There have been lots of movies about pigs over the years, but rare is the movie that lets the pigs onscreen just be pigs. More often than not, the animals are anthropomorphized or metaphorized. (That’s not always a bad thing. There will be no Babe: Pig in the City bad-mouthing here, thankyouverymuch.) But Viktor Kossakovsky’s mesmerizing documentary Gunda still serves as a bracing corrective to the way animals are usually portrayed on film. Its earthy radiance reminds us of what we’ve been missing in our need to see ourselves in these creatures, instead of seeing them as themselves.

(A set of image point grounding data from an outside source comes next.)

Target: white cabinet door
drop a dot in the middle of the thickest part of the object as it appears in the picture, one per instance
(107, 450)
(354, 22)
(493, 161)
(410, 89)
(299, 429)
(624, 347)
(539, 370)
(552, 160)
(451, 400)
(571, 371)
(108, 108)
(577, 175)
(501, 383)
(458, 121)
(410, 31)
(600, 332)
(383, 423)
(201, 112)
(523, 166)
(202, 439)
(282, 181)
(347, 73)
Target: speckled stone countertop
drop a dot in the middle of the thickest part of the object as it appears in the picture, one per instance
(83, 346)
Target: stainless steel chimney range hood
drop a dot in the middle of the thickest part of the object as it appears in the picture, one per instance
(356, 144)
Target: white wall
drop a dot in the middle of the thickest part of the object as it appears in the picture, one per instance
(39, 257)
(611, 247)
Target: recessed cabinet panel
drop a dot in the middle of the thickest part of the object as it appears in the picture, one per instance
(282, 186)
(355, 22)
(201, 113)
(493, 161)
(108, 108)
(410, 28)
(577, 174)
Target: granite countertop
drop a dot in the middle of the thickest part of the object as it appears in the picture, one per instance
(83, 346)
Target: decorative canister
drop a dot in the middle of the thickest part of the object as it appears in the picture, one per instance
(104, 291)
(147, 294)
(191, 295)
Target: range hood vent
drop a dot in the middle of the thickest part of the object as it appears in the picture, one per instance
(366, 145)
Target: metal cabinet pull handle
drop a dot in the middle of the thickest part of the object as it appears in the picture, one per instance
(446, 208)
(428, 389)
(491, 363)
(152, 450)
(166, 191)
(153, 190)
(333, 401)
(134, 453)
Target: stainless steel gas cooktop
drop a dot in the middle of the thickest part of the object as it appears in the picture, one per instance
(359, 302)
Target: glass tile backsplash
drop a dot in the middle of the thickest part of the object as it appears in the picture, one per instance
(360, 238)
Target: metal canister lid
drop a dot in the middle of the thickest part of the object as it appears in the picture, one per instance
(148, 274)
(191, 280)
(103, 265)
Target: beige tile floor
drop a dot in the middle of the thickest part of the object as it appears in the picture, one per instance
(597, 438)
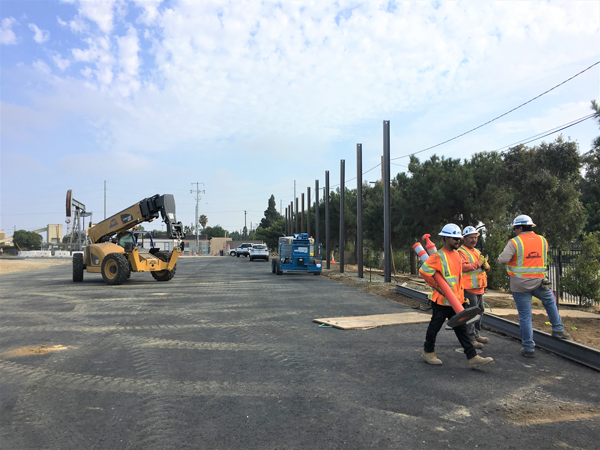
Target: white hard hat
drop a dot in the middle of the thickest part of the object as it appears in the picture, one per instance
(523, 220)
(451, 230)
(470, 230)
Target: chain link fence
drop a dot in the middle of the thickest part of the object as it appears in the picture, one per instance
(559, 261)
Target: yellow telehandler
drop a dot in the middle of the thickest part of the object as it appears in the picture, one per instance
(112, 248)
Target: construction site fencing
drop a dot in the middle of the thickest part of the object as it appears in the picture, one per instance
(560, 260)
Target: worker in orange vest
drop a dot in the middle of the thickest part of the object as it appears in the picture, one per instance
(447, 262)
(525, 257)
(474, 279)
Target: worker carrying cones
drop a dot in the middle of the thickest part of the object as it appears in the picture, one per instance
(443, 272)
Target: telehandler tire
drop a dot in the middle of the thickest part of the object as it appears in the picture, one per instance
(164, 275)
(78, 267)
(114, 269)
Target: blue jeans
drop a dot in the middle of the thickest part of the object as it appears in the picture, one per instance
(523, 302)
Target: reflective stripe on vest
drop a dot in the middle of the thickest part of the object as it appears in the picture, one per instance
(452, 280)
(473, 275)
(521, 264)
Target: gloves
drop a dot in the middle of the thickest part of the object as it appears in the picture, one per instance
(484, 263)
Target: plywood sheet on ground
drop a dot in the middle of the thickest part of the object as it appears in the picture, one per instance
(378, 320)
(563, 312)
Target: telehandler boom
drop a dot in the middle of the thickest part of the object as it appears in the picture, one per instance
(112, 249)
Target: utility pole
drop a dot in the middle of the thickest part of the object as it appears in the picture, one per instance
(198, 191)
(387, 226)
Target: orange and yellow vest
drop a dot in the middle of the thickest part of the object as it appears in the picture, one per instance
(450, 266)
(476, 278)
(529, 261)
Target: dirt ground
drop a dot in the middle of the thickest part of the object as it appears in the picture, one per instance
(9, 265)
(584, 331)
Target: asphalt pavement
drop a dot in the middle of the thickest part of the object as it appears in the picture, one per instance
(226, 356)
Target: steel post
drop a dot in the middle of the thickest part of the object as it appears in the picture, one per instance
(359, 245)
(303, 230)
(308, 210)
(342, 211)
(327, 250)
(296, 229)
(317, 211)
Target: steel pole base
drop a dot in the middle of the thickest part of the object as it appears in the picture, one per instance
(465, 316)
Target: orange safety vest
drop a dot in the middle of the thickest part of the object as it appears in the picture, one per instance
(477, 278)
(450, 266)
(529, 261)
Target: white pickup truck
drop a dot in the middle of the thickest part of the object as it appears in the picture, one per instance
(243, 250)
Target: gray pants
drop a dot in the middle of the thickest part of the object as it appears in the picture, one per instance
(474, 328)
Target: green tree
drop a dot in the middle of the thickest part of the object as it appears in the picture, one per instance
(544, 181)
(203, 221)
(271, 214)
(272, 234)
(236, 236)
(27, 240)
(216, 231)
(584, 278)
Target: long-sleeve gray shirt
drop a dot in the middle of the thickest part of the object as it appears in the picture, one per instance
(517, 284)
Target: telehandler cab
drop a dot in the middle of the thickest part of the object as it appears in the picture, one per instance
(113, 251)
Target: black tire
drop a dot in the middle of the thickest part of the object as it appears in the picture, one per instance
(114, 269)
(78, 267)
(164, 275)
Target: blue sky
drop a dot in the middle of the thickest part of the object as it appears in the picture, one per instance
(247, 96)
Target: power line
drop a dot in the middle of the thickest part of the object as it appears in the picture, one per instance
(502, 115)
(547, 133)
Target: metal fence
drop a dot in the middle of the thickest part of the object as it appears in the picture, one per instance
(559, 261)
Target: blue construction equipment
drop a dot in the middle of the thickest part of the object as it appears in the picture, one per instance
(298, 253)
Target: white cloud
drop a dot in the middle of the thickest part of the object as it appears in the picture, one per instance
(98, 11)
(7, 35)
(60, 62)
(42, 67)
(150, 8)
(39, 36)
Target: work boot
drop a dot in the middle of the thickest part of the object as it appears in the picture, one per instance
(431, 358)
(527, 354)
(478, 361)
(562, 335)
(477, 345)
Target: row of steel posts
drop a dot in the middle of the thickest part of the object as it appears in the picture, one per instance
(291, 218)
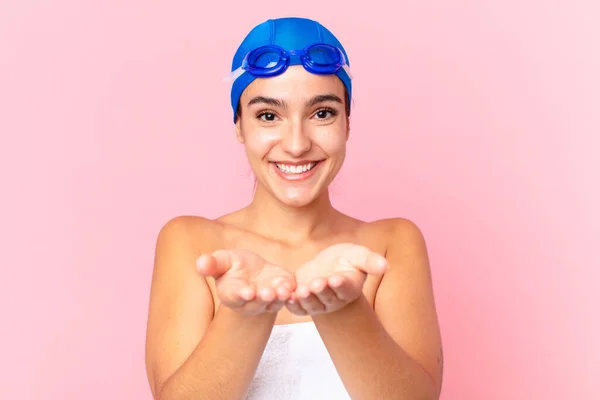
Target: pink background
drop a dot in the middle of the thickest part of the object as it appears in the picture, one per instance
(479, 120)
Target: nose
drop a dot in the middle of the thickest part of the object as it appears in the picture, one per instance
(295, 140)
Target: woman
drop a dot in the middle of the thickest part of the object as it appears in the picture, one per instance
(288, 297)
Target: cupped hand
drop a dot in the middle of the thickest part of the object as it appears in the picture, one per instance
(246, 282)
(334, 278)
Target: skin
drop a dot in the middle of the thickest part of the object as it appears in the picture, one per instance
(220, 285)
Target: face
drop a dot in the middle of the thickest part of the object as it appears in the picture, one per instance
(294, 128)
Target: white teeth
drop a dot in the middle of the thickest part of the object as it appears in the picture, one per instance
(295, 169)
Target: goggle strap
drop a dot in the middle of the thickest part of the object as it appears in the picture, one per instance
(233, 75)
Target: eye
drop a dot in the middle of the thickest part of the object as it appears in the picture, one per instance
(325, 113)
(266, 116)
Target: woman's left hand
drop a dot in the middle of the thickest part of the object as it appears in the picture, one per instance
(334, 278)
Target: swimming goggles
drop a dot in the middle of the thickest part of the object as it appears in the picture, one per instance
(272, 60)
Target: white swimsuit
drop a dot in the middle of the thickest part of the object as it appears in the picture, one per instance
(296, 366)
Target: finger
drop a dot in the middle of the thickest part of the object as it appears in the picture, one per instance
(365, 260)
(311, 304)
(320, 288)
(276, 305)
(237, 296)
(283, 282)
(294, 306)
(267, 294)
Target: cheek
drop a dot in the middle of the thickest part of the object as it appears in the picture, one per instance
(260, 142)
(333, 143)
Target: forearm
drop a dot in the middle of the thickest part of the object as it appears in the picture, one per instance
(369, 362)
(225, 361)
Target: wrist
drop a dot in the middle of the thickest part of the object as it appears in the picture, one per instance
(353, 312)
(239, 318)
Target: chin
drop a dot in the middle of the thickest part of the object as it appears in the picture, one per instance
(296, 198)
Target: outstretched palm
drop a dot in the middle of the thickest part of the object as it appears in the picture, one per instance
(246, 282)
(334, 278)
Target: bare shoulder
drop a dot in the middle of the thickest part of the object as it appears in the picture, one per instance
(405, 301)
(181, 304)
(395, 233)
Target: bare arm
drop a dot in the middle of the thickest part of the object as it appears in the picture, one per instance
(190, 355)
(393, 352)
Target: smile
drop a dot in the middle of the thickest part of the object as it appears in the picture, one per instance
(295, 169)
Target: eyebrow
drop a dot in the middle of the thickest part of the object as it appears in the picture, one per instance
(321, 98)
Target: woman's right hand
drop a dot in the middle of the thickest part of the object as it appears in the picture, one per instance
(245, 282)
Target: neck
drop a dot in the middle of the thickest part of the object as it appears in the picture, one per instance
(289, 224)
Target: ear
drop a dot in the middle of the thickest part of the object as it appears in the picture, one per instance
(238, 130)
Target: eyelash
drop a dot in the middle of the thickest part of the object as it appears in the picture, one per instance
(331, 111)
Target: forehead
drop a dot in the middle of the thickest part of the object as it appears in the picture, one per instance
(295, 83)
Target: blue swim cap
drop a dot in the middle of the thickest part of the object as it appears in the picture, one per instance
(290, 34)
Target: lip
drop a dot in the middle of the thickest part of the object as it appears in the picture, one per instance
(297, 177)
(301, 162)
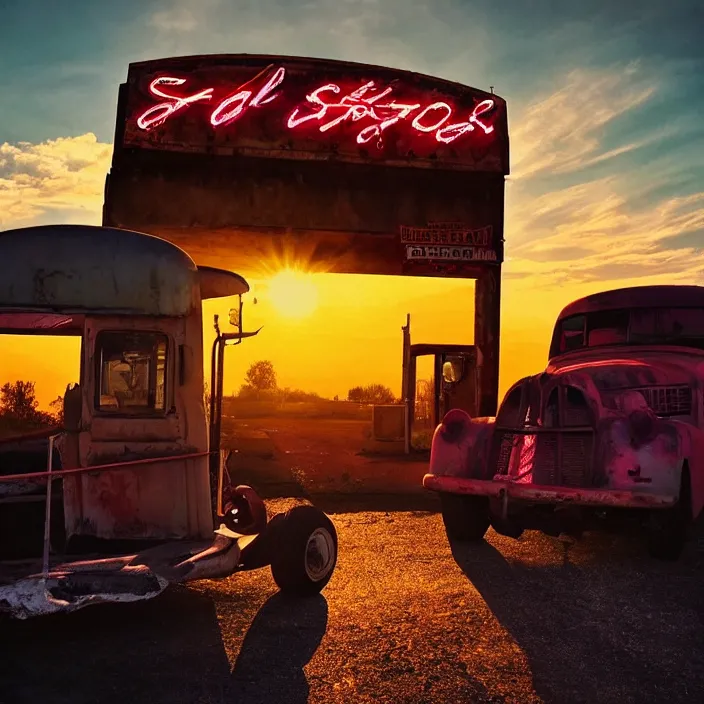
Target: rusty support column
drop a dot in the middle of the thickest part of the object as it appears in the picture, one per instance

The film opens with the titular sow, impeccably framed through the entrance to her sty, as she gives birth, her tiny piglet babies crawling all over her (and each other) to get to her teats. The piglets are, of course, adorable, and their quick, jerky movements make a sharp contrast to their lumbering, exhausted mother; it’s as if parent and offspring are operating at completely different frame speeds. Over the course of the picture, the piglets grow and play as Mom pushes and prods them along.
These aren’t the only farm animals we’re introduced to in Gunda.
There’s also a one-legged chicken clucking and doggedly traipsing around, as well as a herd of cows thundering and lolling about. There’s no real connective story line, other than the immediacy of what’s onscreen. The documentary was shot in different locations, so we can’t even say these animals all belong to the same farm. Something does unite them, however: They belong to that shared spiritual domain we might call the Place Where the Animals We Eat Come From.
Kossakovsky has an idea here, and it’s a good one: He wants to establish a connection between us and these creatures that we think of primarily as food, but he doesn’t want to do it at the expense of truth. To try and give them human personalities or traits would be not just dishonest, but counterproductive; it would make the whole movie (and any message its maker may want to convey) dismissible as fantasy.
So we don’t necessarily understand these animals. We are, however, transfixed by them. Lingering close-ups of their faces make us wonder about their inner lives, while our elemental connection to the textures of this world — to the mud on their bodies, or to the way they scramble up and around various obstacles — create a one-to-one physical connection. It’s the damnedest thing. You would expect the movie to establish a story thread or some kind of narrative through-line, however subtle, to keep us going. But Kossakovsky just lets this world be, which feels like an act of radical honesty. He respects the animals’ being, and he respects our intelligence.
Usually with this sort of project, especially one so visually accomplished, we’d hear stories about the acres of footage filmed and the years spent producing the movie, getting every frame and cut just so. But Kossakovsky has gone on record as saying he shot relatively little footage (partly because celluloid film is itself made from animal byproducts and he wanted to keep its use to a minimum) and for a relatively brief period of time. He and his crew spent a few days shooting the piglets and then came back a month later for a couple more, and then again a month after that. (The film is executive produced by Joaquin Phoenix, an outspoken vegan, who reportedly connected with the director after his memorable Oscars speech last year, in which he railed against humans’ disconnection to and plunder of the natural world.)
The sheer elegance of Gunda’s imagery, however, does not scream simplicity. Kossakovsky may not anthropomorphize his subjects, but he does aestheticize them. The elegant tracking shots, the careful framing, the insistence on remaining eye-level with these creatures — not to mention the complex, wordless sound design, made up of grunts and squawks and clucks and stomps and splashes — all help to immerse us in the world of the animals. At times, Gunda feels like the kind of movie they might have made about themselves.
That in turn makes one particular late-film development enormously affecting. I won’t “spoil” it, though even to speak of it as something that can be spoiled, as if it were there merely for our narrative amusement, feels obscene. You can probably guess the nature of what I’m talking about, but you should also know that it’s not graphic or overt. That doesn’t make it any less shattering. In fact, it might make it more so. We don’t see, and we may not even entirely understand, what’s precisely happening during such moments. And, well, neither does Gunda.